Man o' War: One of the greats
Introduction: When any racehorse enthusiast sees the name "Man o' War," one phrase typically comes to mind: greatest American racehorse of all-time. With a record of 20-1-0, Man o' War is often seen as one of the greatest because of how dominant he was and how everything just came so easy to the stallion. His stamina and speed were unparalleled and many people today think he would fair just as well against modern horses. Always the favorite to win a race, Man o' War dominated the sport without even trying at times.
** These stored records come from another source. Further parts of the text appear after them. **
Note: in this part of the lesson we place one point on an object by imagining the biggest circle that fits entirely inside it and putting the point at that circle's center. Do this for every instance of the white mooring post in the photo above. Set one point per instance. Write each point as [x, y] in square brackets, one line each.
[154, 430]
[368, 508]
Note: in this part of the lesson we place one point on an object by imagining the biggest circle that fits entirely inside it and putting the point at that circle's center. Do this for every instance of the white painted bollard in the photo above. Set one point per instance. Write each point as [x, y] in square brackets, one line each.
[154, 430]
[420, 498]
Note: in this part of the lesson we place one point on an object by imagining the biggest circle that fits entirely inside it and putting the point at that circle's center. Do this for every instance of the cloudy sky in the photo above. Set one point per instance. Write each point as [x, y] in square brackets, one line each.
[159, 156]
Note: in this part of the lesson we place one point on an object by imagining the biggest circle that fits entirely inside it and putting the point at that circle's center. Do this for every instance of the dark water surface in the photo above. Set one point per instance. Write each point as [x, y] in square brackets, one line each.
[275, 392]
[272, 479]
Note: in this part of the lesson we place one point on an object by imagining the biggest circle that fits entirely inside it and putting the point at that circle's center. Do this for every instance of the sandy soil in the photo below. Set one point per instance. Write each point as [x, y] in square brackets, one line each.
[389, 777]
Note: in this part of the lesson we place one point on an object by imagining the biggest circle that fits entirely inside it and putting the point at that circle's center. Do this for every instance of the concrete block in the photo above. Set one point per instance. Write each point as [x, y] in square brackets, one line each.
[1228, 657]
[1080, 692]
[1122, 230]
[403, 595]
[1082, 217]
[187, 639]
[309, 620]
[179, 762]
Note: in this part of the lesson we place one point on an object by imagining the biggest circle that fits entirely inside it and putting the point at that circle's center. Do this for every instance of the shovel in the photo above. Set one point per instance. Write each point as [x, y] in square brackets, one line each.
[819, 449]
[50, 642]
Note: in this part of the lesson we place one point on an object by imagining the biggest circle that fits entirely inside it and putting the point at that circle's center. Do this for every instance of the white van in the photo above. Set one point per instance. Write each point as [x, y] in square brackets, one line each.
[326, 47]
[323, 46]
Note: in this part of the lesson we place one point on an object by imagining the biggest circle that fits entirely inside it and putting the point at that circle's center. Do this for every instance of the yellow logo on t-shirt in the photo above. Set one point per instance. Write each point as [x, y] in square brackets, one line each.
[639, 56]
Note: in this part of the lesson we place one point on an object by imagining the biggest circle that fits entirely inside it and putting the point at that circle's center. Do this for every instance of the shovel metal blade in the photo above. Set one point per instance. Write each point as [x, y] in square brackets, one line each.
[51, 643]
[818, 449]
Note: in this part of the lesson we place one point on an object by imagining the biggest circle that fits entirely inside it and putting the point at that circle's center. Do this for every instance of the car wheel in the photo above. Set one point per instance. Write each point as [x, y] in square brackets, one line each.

Despite only competing for two years, Man o' War continues to be an inspiration for breeders when it comes to the blueprint of the perfect racehorse.
Man o' War's Profile
Place of birth: Nursery Stud, near Lexington, Kentucky
Date of birth/death: March 29, 1917 - November 1, 1947 (30 years)
Owner: Samuel D. Riddle
Trainer: Louis Feustel
Sire: Fair Play
Jockeys: Clarence Kummer, Johnny Loftus, Earl Sande, Andy Schuttinger
Career earnings: $249,465 (about $3,184,000 as of 2019)
Man o' War's Achievements
While Man o' War's legendary career my have been short, his list of accomplishments is anything but that. Aside from only losing one race, he is a two-time Hall of Famer, having been inducted into the National Museum of Racing Hall of Fame and Canadian Horse Racing Hall of Fame in 1957 and 2020 respectively. In 1920, Man o' War went undefeated, setting track and world records at the likes of Belmont Stakes and the Kenilworth Park Gold Cup, leading to him being named the American Horse of the Year.
One of Man o' War's biggest accomplishments actually happened in 1920 during the final match race of his career when he went head-to-head with Sir Barton, who became the first American Triple Crown winner in 1919. The race was described at the time as being "the race of the century." Despite Sir Barton's prior success, he was no match for Man o' War, who easily won the race by seven lengths, cementing his legacy as one of the all-time greats.
One famous story that showcases Man o' War's dominance happened at the Lawrence Realization Stakes in New York in 1920. Since the results of Man o' Wars races were usually a foregone conclusion, his jockey at the time, Clarence Kummer, was told to hold back and win by a smaller margin so the crowd wouldn't be too disappointed. While Kummer did attempt to hold his horse back, Man o' War still ended up winning by 100 lengths.
While Man o' War is being known for being dominant on the racetrack, his one loss at the Sanford Stakes is surrounded by controversy. With a lack of modern gates being used, tape was being used to hold the horses back. Eye witnesses report that the fill-in starter had issues with the tape, which was allegedly sprung when Man o' War was backing up, preventing him from having a proper start like other horses. Despite his speed and power, Man o' War was not able to comeback and win the race, finishing second to a horse that was appropriately named "Upset."
Even though Man o' War's racing career was brief, he went on to have a successful second career as a stud, leading to 386 foals who became 64 stakes winners, showing that success was genetic. Some of the notable horses from his lineage are War Admiral, Seabiscuit, and In Reality.
Man o' Wars importance to horse racing was so monumental that his funeral, which was broadcasted nationally over NBC Radio. Thousands of people attended the funeral where several eulogies were read, commemorating a horse that was truly a once-in-a-lifetime talent.